Was mein Leben in Berlin betrifft, so fällt nicht viel Neues vor; von den Schweizern, die mit mir hergekommen sind, geht nun auch der letzte weg: Zschokke, der nach der Heimath verreist, und Euch von Zürich aus vielleicht einmal besuchen wird. Während dieser Ferien bleibe ich in Berlin; ich hatte zwar einmal im Sinne, schnell mit der Eisenbahn nach Wien zu fahren, um mir einmal diese Stadt und ihre großen Sammlungen anzusehen; Zutritt zu denselben hätte ich schon erhalten durch Empfehlungen von Berlin; nun aber ziehe ich es vor in Berlin zu bleiben und tüchtig zu arbeiten, da mir hier der Zutritt zum mineralogischen und geologischen Cabinet täglich gestattet ist, von welcher Erlaubnis ich natürlich regelmäßigen Gebrauch mache. —

Zu Roses gehe ich von Zeit zu Zeit, und bin daselbst, wie immer freundlich aufgenommen, auch von Prof. Rose bisweilen eingeladen. Hr. W. Rose wird dies Jahr schon sehr bald, Anfangs Mai nach der Schweiz aufbrechen (falls Du, lieber Papa, ihn wieder wie vor einem Jahr zum Besuch im Hirzel einladen wolltest.)

Am Charfreitag war in einem hiesigen Theater ein sehr schönes geistliches Concert, in dem ausgewählte Parthieen aus requiem, und stabat mater und Einiges Andere gegeben wurde; ich gieng hin und erbaute mich dabei.

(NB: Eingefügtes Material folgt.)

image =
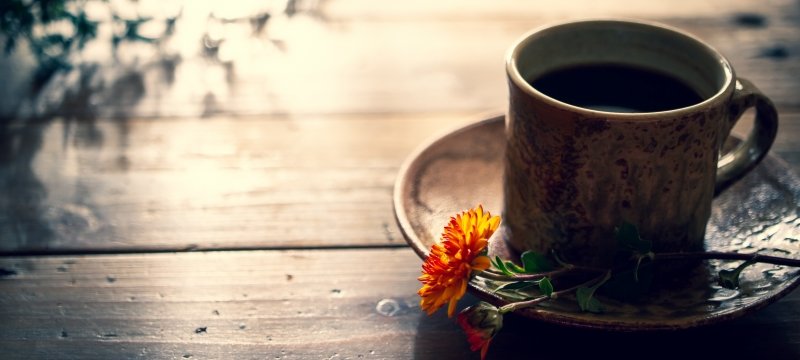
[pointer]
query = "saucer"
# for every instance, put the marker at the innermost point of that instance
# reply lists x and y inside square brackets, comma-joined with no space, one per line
[759,213]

Nun noch einen Hauptpunkt; bis Ende des Monats werde ich nämlich mit dem Gelde wieder so ziemlich fertig werden, und da man noch in diesem Monat die Collegien belegen muß, wenn man rechte Plätze bekommen will, so muß ich wieder um eine Lieferung [S.4] Geld bitten! Es ist doch endlich einmal der Zeitpunkt abzusehen, an dem ich wieder nach Hause kommen werde; es mag Vieles anders geworden sein, wie bei mir selbst auch; der Aufenthalt im Ausland macht Einen doch zu einem ganz andern Kerl, und ich glaube es wird keiner, auch wenn er draußen Nichts weiter gethan hat, als das Leben angesehen, auch nur einen Tag seine Abwesenheit bereuen!

Grüßet mir Alle vielmal in Hirzel und Zürich,
Euer tr. Sohn: J. Ch. Heusser.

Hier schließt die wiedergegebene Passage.